Des eucalyptus au tronc blanc et lisse …

Sur certains l’écorce commence à se détacher en lambeaux

… jusqu’à laisser apparaître un tronc marron clair

Fraser Island, juste en face Brisbane

Cet arbre est appelé l’eucalyptus à gribouillages … J’adore !

Kangaroo Island, tout au Sud

Les eucalyptus qui bordent la route principale sont « habités » par des koalas, qui se nourrissent exclusivement de feuilles d’eucalyptus .

Les eucalyptus abritent bien d’autre animaux …

Comme les perroquets …

et le Kookaburra, le plus grand martin pêcheur du monde, oiseau sacré des aborigènes

La Vallée des Géants, au Sud de Perth,

à côté de la petite ville de Walpole

Sitôt entrés dans le parc, on arrive devant le Gloucester Tree.

S’il est planté tout autour de son tronc, de barres de fer, ce n’est pas pour les touristes … Mais pour l’ONF locale qui surveille les éventuels incendies du haut de ses 61 m.
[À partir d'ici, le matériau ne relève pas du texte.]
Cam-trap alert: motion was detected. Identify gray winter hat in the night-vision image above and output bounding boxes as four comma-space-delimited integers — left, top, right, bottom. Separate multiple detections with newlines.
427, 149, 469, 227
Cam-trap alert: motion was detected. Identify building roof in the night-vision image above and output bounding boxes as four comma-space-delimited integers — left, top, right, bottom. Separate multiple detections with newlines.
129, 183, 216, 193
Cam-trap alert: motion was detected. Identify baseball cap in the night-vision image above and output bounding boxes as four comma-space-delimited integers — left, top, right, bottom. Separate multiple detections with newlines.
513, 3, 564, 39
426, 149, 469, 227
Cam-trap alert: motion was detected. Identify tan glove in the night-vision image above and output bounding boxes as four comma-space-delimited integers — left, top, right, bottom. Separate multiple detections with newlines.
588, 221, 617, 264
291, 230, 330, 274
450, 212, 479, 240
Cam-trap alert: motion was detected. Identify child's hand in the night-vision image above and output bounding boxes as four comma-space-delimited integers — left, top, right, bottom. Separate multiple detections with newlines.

Personnellement, je suis montée jusqu’à une hauteur de 4 m et vite redescendue … JF est allé bien plus haut mais pas jusqu’au sommet …

Ce parc est très bien aménagé, avec des passerelles (solides) qui survolent les grands arbres …

Vraiment très bien, malgré la forte pluie , ce jour-là

Une fois redescendus, nous refaisons le trajet, mais sur terre, grâce aux sentiers aménages qui se faufilent entre les grands arbres

Ils sont énormes et immenses !!!

Jusqu’à 90 m de hauteur !!!

Je vous laisse regarder …

Comme tous les très grands eucalyptus du parc, c’est un Karri, à ne pas confondre avec les Kauris de Nouvelle-Zélande (Agathis australis), qui, eux sont des conifères de la famille des Araucarias

Voilà un Kauri, photographié en Nouvelle Zélande,

avec son fruit en forme de « pomme de pin »

***

A part leur taille, ce qui différencie les eucalyptus, c’est leur écorce …

Elles se détachent toutes en lanières ou en plaques,

mais les couleurs !!!!

Je vous laisse regarder …

Celle-là est complètement recouverte d’un lichen d’un très beau rouge vermillon

Voici la surprenante écorce de l’eucalyptus à gribouillages …


Cette photo a été prise sur l’archipel d’Hawaï … C’est mon eucalyptus préféré .

Voilà l’Eucalyptus arc-en-ciel !

Voilà, c’est fini pour les eucalyptus !!!